The Lead Acid battery is made up of plates, lead, and lead oxide (various other elements are used to change density, hardness, porosity, etc.) with a 1/3 sulfuric acid and 2/3 water solution. This solution is called electrolyte, which causes a chemical reaction that produce electrons. When you test a battery with a hydrometer, you are measuring the amount of sulfuric acid in the electrolyte. If your reading is low, that means the chemistry that makes electrons is lacking. So where did the sulfur go? It is resting on the battery plates and when you recharge the battery, the sulfur returns to the electrolyte.

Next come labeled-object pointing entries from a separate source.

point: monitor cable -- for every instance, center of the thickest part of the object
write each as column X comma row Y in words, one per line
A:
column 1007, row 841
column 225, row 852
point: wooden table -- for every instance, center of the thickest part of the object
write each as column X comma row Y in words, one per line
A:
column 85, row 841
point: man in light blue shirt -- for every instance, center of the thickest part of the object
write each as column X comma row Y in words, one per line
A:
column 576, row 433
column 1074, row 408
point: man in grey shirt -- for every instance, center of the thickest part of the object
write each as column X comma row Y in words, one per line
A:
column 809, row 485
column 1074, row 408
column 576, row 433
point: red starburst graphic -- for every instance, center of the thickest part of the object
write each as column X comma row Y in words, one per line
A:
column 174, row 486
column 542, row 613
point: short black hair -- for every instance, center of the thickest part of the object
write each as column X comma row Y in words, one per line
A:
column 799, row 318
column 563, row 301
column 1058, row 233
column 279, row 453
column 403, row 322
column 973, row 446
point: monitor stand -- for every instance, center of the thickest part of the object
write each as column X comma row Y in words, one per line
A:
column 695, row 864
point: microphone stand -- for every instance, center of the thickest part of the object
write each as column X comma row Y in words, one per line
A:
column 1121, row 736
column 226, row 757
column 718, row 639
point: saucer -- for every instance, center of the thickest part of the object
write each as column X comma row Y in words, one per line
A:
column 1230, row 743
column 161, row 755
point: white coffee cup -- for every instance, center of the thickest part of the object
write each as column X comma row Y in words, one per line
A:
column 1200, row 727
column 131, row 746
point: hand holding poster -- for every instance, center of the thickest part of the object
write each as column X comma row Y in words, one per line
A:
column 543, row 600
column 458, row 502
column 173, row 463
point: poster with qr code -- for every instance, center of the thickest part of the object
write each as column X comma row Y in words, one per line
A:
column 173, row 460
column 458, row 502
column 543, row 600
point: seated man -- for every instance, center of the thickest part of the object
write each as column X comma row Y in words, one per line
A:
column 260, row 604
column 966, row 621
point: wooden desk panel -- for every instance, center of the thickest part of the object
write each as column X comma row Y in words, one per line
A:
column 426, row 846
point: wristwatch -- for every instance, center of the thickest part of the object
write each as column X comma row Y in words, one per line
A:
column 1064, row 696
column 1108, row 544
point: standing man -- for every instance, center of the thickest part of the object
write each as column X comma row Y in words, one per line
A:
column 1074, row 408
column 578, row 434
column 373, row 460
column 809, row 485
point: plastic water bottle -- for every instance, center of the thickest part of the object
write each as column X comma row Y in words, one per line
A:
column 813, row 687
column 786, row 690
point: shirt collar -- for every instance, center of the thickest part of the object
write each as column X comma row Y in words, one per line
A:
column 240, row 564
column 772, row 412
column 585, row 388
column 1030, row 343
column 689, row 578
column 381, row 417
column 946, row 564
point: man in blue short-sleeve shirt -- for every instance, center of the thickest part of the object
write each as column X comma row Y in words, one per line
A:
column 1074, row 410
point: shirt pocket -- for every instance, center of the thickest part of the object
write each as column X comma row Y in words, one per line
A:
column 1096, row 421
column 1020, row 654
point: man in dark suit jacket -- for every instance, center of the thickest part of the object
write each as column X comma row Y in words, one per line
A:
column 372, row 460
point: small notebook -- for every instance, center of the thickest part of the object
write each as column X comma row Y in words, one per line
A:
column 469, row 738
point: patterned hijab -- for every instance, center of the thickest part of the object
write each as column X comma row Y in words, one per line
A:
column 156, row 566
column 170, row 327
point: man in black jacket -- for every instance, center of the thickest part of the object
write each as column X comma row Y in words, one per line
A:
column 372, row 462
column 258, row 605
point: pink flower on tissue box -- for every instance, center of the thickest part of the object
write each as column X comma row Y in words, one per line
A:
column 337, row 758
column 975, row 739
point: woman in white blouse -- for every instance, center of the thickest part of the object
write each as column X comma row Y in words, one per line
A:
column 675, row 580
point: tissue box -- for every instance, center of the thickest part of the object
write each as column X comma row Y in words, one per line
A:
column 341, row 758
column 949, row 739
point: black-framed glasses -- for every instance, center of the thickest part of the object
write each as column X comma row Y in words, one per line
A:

sorry... I'm tired & my head hurts... that came out a LOT more snarky than I meant. :ignore:


----------



## NaeKid (Oct 17, 2008)

Wow!

Thanks for explaining to me why it did what it did. I told a couple other people of my experiment and they all called *BS* on me. I just shrugged my shoulder and said that I didn't know why it worked, it just did.

:thankyou:


----------



## Jimmy24 (Apr 20, 2011)

I'm thinking you had some REALLY GOOD batteries. 130 amp 12v altenator would require close to 6 hp to charge. Now it will charge at low speed, but amps will be low. 

As an altenator charges, voltage will be low if the load (battery in this case) is high. As voltage goes up (battery gets charged) voltage will go up.

In other words high amp, lo voltage. low amps, hi voltage.

I think the batteries were fully charged and just managed to turn the motor, but I don't think any real power was ever made. 

Blob's caltulations prove it out.

Worked on automotive electrical for a living for about 6 years when I was young. Learned a bunch. Made all sorts of chargers thru the years. 

Now you want a good setup, wood-gasification, 6 hp engine, turning that altenator. WoooHooo...

Jimmy


----------